An Homage to Alaïa - Winter/Spring 2022
It’s an Alaïa, darling
It’s an Alaïa, darling
Text: Michelle Diaz
All eyes were on Pieter Mulier.
This past Sunday night Paris came alive. On a single-block street on the Rue de Moussy, is where the designer Azzedine Alaïa once lived and worked, and now served as the location for the first in-person couture week in over a year.
The street was lit by lights and flashes from phones and cameras coming from all directions with two rows filled with A-listers from the fashion world. They all came to see the Belgian designer, Pieter Mulier, who has spent years working alongside Raf Simons and this was his first time running a house. And not just any house, Azzedine Alaïa’s house.
After the unexpected death of Alaïa back in 2017, no one believed that anyone could ever fill those shoes. Alaïa after all is known as the greatest couturier of the 20th century.
Instead of making the first collection something of his own, he paid tribute to the late designer.

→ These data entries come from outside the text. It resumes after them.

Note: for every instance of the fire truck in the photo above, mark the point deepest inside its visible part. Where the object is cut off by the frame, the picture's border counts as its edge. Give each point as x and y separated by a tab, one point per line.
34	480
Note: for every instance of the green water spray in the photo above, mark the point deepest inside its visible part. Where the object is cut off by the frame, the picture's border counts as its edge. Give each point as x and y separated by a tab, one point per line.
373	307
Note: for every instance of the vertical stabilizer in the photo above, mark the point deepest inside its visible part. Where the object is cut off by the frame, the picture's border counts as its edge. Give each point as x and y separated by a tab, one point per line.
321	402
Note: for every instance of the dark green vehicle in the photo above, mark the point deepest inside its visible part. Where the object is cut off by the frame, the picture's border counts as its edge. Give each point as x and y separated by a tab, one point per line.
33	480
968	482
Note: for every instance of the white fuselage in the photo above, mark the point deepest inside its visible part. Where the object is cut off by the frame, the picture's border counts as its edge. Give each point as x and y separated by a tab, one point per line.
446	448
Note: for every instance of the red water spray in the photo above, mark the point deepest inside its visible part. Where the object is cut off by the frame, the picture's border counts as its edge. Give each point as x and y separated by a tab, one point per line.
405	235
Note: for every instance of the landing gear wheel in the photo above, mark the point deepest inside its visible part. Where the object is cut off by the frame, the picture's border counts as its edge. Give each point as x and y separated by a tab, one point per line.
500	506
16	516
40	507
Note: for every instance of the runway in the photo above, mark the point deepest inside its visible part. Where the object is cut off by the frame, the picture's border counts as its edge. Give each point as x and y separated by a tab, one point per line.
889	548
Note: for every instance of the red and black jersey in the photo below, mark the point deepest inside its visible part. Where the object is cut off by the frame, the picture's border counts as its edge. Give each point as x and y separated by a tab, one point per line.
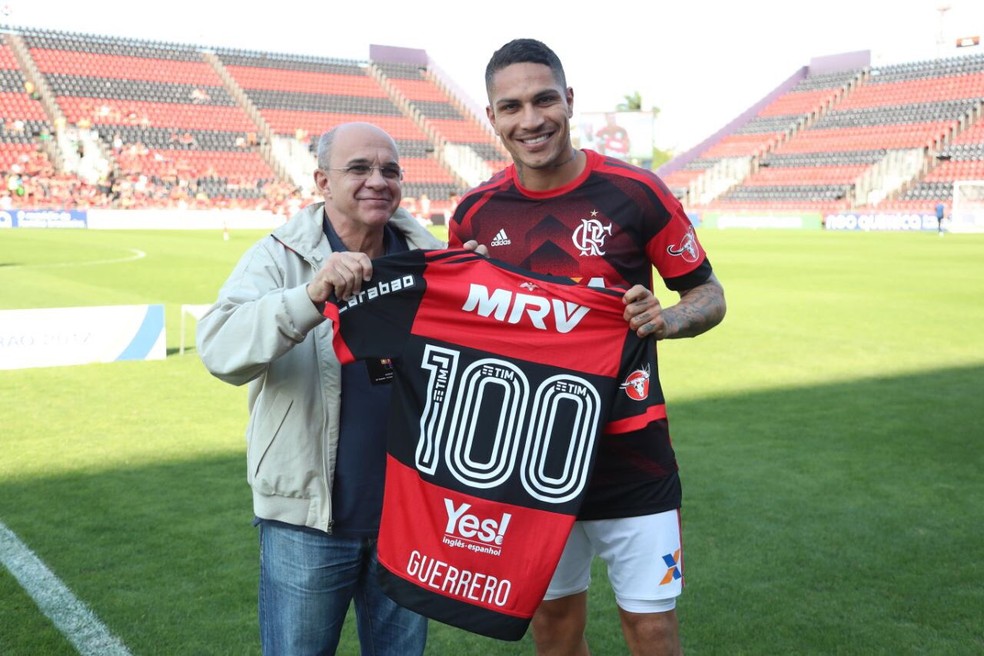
611	226
505	384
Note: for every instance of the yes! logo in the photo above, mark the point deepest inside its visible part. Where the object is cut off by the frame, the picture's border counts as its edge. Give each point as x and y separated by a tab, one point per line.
463	524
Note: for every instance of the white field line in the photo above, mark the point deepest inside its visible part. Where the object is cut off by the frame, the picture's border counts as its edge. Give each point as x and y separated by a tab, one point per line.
72	617
137	255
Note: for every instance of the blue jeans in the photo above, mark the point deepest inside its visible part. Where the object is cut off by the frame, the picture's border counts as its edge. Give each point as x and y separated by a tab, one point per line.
307	581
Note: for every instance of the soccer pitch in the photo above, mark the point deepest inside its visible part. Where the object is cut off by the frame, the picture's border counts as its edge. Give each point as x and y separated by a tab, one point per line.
828	432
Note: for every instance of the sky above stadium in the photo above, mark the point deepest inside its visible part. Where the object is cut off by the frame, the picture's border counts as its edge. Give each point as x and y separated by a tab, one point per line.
701	62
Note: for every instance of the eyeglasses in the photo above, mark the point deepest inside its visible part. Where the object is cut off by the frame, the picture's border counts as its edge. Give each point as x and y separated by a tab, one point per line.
364	171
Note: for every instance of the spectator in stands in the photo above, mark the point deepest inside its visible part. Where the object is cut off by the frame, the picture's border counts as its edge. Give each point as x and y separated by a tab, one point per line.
423	204
452	206
630	516
316	445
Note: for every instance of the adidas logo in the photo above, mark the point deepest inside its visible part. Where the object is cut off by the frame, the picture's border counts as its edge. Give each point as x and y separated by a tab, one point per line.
501	239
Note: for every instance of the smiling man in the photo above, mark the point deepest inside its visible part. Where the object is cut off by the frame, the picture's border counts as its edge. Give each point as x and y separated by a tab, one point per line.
316	450
601	222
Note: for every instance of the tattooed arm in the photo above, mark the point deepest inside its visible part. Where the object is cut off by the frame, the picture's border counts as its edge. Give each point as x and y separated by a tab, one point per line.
699	309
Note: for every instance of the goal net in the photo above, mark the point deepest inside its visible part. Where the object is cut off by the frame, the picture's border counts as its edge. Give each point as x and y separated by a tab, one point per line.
967	214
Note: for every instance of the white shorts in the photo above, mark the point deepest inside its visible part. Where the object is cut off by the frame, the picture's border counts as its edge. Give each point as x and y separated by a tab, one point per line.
644	556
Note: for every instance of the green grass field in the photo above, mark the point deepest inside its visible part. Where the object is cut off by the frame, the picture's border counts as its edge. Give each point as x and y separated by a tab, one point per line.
829	434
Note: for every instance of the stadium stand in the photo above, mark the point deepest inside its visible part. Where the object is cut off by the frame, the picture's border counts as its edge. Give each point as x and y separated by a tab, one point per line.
100	121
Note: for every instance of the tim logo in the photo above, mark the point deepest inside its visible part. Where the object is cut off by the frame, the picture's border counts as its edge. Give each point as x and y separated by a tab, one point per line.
687	249
636	384
590	237
543	313
672	567
471	527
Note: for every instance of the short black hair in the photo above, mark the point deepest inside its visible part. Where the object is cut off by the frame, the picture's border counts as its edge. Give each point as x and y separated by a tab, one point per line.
524	51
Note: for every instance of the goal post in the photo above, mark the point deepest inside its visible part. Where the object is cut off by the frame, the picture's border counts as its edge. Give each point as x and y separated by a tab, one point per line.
967	213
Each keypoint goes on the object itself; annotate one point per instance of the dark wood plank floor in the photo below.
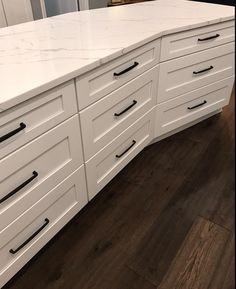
(165, 222)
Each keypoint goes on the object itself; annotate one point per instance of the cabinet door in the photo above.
(3, 22)
(17, 11)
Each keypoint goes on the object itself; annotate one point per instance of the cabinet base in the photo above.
(185, 126)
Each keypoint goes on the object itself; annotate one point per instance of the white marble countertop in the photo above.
(39, 55)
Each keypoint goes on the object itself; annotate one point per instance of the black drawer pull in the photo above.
(30, 238)
(15, 131)
(124, 152)
(127, 69)
(209, 38)
(35, 174)
(128, 108)
(204, 70)
(200, 104)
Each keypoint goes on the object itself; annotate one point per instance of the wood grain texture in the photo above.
(198, 257)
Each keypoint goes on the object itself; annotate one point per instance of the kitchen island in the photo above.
(83, 93)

He revisited all the classics: the sleek cowl-like hoods, the body-con knits, the crisp white shirting and marabou and python, the bike shorts and corset belts, the constructivist denim and iridescent flou. And the collection wouldn’t be complete without the highly controlled, sculpted volumes: sometimes too much outwardness, sometimes second-skin.
“I wanted to look at 40 years of Alaïa and start with the first codes that I would like to translate to the younger generation,” Mulier said. “We are a house that is very, very sensual and sexual, but never vulgar. We’re the only house actually that can do that.”
To mark a new beginning of the renown label, Mulier traded Alaïa’s signature metal grommets for silver bobbles on laser-cut knits. The focus was on the female body; cutting the shirts so they curved backward at the lower ribs and then up, forming a hood that imitates a headsail on a sailboat; sheer dresses that covered just the right amount.
Mulier purposefully avoided the Alaïa archive, the iconic history of the brand, because he didn’t want to be too intimidated. He also said that when he was auditioning for the job, he told Compagnie Financière Richemont (the Swiss luxury group that owns Alaïa) executives that he wouldn’t do “sweatshirts, nylon or puffers”.
Alaïa always put the woman first, instead of the clothes and Mulier is keeping that motto alive within the brand. The hardest part Mulier has to deal with is navigating how to transcend the power Alaïa gave to women when they wore his clothing. It is not an easy task, but it is possible.
Balancing the past and the present is currently where Mulier resides, but with time he will grow into his own within the brand. And once again, all eyes will be on him.